Etiyopya adım adım kaosa doğru sürükleniyor

Etiyopya adım adım kaosa doğru sürükleniyor

110 milyondan fazla nüfusa sahip ve yüzde 62’si Hıristiyan, yüzde 35’i Müslüman olan Etiyopya’da, Hıristiyan Tigray Halk Kurutuluş Cephesi ile Etiyopya ordusu arasındaki çatışmalar, kuzey hattında genişliyor.

Etiyopya‘da federal ordu ve isyancı Tigray Halk Kurutuluş Cephesi (TPLF) arasında çıkan savaş, ülkeyi adım adım kaosa sürüklüyor.

Tigray eyaletindeki çatışmaları Amhara ve Afar eyaletine taşıyan TPLF, ülkenin farklı bölgelerinde hükümetle çatışan silahlı gruplarla ittifak arayışını sürdürüyor.

Oromo Kurtuluş Cephesi’nden (OLF) ayrılan ve hükümet tarafından “terörist” olarak kabul edilen Oromo Kurtuluş Ordusu (OLA), dün, TPLF’yle askeri iş birliği yaptığını ve diğer muhalif gruplarla koalisyon kurulması için çalıştıklarını duyurdu.

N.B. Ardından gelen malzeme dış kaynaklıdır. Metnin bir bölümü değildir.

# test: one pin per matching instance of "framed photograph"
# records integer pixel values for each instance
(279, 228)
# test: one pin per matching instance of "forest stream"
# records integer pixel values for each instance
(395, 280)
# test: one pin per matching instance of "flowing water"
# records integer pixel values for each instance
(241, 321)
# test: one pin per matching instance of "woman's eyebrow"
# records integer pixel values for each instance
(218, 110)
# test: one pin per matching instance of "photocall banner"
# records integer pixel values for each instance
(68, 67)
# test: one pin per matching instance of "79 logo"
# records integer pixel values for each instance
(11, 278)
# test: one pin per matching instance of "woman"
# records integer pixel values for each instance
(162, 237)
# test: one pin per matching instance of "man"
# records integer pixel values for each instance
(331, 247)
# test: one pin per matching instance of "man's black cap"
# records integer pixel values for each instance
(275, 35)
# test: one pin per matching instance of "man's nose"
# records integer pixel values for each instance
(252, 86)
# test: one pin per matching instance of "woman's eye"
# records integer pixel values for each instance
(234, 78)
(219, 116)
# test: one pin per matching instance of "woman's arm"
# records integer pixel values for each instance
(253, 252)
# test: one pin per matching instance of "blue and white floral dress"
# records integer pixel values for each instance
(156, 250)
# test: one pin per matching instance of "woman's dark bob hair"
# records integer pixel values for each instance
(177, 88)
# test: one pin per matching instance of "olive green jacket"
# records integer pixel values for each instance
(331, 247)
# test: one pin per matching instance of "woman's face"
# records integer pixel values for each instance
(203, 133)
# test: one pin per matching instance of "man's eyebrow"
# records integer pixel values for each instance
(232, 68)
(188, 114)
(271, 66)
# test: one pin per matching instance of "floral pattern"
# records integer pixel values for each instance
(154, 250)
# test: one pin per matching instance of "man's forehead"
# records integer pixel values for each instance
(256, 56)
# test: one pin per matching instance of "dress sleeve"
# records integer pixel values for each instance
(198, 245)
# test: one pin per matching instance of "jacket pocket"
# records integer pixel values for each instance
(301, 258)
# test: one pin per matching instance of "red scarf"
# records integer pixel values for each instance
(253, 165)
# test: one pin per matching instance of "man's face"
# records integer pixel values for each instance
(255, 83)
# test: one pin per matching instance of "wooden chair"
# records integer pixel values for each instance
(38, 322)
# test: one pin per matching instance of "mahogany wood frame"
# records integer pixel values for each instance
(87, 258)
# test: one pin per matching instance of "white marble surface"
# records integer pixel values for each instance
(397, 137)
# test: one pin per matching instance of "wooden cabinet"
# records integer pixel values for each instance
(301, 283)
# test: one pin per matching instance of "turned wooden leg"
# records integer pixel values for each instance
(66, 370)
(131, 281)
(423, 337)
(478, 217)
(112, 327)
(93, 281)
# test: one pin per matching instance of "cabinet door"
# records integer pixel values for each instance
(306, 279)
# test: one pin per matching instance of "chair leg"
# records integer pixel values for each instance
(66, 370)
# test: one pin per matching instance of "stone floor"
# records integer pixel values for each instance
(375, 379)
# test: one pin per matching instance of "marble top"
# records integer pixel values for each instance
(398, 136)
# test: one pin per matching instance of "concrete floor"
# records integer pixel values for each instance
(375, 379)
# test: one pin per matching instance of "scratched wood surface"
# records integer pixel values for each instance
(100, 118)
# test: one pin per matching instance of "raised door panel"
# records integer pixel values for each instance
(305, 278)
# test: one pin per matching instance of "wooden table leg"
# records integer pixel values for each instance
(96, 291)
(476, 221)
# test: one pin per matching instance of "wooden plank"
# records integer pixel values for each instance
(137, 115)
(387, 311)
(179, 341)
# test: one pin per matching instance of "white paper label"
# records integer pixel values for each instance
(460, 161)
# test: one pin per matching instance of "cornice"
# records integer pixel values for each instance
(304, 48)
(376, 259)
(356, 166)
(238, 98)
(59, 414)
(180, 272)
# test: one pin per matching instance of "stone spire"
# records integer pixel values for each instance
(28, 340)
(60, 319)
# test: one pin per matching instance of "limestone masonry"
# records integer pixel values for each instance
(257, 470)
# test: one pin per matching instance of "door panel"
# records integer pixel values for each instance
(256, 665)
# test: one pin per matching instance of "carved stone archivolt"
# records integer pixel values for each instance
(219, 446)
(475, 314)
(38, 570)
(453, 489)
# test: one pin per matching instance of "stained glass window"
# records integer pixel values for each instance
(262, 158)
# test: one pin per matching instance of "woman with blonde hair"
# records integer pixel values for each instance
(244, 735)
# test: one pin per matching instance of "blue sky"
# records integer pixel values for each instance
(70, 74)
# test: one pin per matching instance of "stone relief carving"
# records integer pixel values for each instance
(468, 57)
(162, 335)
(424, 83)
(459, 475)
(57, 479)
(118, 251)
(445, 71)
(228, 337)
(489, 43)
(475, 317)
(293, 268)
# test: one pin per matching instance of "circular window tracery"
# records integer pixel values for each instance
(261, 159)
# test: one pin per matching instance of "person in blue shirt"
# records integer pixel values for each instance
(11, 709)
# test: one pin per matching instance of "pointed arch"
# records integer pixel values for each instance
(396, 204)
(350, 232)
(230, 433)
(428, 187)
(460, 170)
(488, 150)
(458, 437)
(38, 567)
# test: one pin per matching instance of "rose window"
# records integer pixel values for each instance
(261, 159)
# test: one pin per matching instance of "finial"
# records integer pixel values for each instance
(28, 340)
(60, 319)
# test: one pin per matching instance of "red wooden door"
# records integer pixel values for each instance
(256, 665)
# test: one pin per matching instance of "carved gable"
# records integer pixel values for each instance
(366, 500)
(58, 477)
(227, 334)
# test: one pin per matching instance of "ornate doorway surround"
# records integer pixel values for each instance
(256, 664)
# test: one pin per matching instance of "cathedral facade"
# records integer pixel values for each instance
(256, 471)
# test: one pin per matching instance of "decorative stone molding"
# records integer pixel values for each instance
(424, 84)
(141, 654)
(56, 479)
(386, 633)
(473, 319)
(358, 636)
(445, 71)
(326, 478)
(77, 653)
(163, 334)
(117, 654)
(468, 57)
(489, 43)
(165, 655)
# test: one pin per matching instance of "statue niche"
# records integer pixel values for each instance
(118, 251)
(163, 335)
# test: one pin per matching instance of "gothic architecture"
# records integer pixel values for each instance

Hedasi Barajı’nın inşa edildiği batıdaki Benishangul Gumuz eyaletindeki Gumuz isyancılarıyla da iş birliği yaptığı ileri sürülen TPLF, şartları kabul edilene kadar ateşkesi kabul etmeyeceğini açıkladı.

Başbakan Abiy Ahmed, TPLF’nin ilerleyişi sonrası vatandaşlarına “orduya katılma” çağrısı yaptı.

Sadece Tigray ve çevresinde çatışmalardan dolayı şimdiye kadar 2,1 milyon kişi yerinden olurken, yaklaşık 80 bin kişi de Sudan’a kaçtı.

Savaşın her iki tarafı da uluslararası insan hakları örgütlerince savaş suçu işlemekle itham ediliyor.

TPLF’nin ilerleyişi sürüyor

Etiyopya ordusu, Kasım 2020’de TPLF isyancılarına karşı başlattığı operasyonda kısmi başarı sağlayarak Tigray’ın başkenti Mekelle’yi ele geçirdi.

Yaklaşık 7 ay Mekelle’de kalan ordu birlikleri, insani durumu gerekçe göstererek 28 Haziran’da bölgeden çekildi.

Etiyopya ordusunun Tigray’dan çekilmesi sonrası çatışmalar, kuzeydeki Afar ve Amhara eyaletlerine de sıçradı ve TPLF, bu eyaletlerde ilerleyişini sürdürdü.

Amhara eyaletindeki tarihi Lalibela kentine giren TPLF’nin Weldiya kentinin büyük kısmında da kontrolü sağladığı ileri sürülüyor.

OLA, TPLF’yle ittifak halinde

Etiyopya hükümeti tarafından “terörist” örgüt olarak kabul edilen OLA ise dün, TPLF ile ittifak kurduğunu açıkladı.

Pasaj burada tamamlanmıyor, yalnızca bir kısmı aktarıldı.